The old manor house suffered irreparable structural damage, but Dr. Smith-Chambers and Sarah were found with only minor injuries, and most importantly, the surrounding countryside remained unvaporized, so Sarah could pat herself on the back for that.

She was not particularly happy that the remains of Dr. Smith-Chambers's "TARDIS" had landed in the hands of Torchwood. She couldn't stop that from happening, but as a journalist, she could inform the public, and she did. The higher-ups at her newspaper fretted about liability and state secrets and Torchwood's power, but her editor backed her, especially when Pete Tyler agreed to sit down for an extended interview, giving Torchwood its chance to assure everyone that the agency would never be so reckless with this technology as J.J. Chambers had been.

J.J. Chambers. Dr. John Smith. Rose Tyler's friend. Whoever he was, he was also in the hands of Torchwood. In Torchwood's "care," as Pete Tyler put it.

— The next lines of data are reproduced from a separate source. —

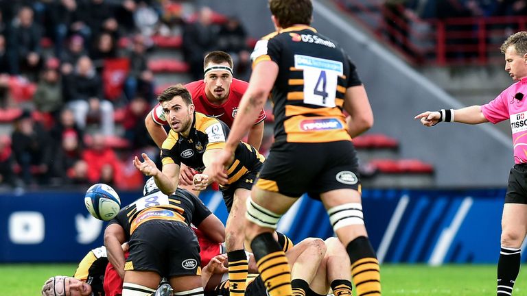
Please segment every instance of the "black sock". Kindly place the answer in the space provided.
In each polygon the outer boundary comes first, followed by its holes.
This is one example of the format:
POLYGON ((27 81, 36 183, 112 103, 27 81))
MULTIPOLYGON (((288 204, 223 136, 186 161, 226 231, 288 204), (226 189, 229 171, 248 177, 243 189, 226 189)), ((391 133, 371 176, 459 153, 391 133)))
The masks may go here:
POLYGON ((379 261, 366 236, 359 236, 346 247, 351 262, 351 278, 358 296, 381 295, 379 261))
POLYGON ((519 273, 522 250, 502 247, 497 261, 497 295, 510 296, 519 273))
POLYGON ((305 296, 309 284, 302 279, 294 279, 291 281, 291 287, 293 288, 294 296, 305 296))
POLYGON ((335 280, 330 286, 335 296, 351 296, 351 282, 347 280, 335 280))
POLYGON ((264 232, 250 243, 258 271, 270 296, 292 295, 291 269, 285 253, 281 250, 272 234, 264 232))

Strictly off the record -- a request Sarah had to respect -- Pete told her enough about Dr. John Smith that only put more unanswerable questions in her mind. Torchwood dealt with aliens, as Sarah knew, and, well, Dr. Smith was not quite human. Oh, he'd pass a DNA test, it was difficult to explain what was wrong with him, but a mutual friend had left him in Rose's care, and that had worked for a while, but the strain of this alien influence had become too much for his mind eventually, and it broke him. Whatever "it" was. That's what Sarah was unclear on, and Pete would elaborate no further. But Dr. Smith's madness had led him to create this J.J. Chambers persona.

"I'm only telling you this because you're Rose's friend. It's been difficult for her, and we want to keep it private, you understand."

Sarah understood, except for the bit about her being Rose's friend -- theirs had been a rather short and utilitarian relationship. The young woman did seem like she needed a friend, but as it turned out, Sarah would not see her again. Rose did not respond to the few overtures Sarah made in the months following the Chambers Accident, as it came to be called in common parlance.

And there were no more parties at which the two women might move in the same circles. If nothing else, the discontinuance of Chambers's parties was considered quite a loss to the British social scene.

One more thing Sarah Jane Smith got out of the whole adventure: As she came to consciousness in the wrecked room that night, she felt what she thought was debris poking into her back. But she soon realized what it was, and without attracting the notice of the Torchwood agents swarming about, she pocketed it.

A sonic screwdriver could always come in handy in her line of work.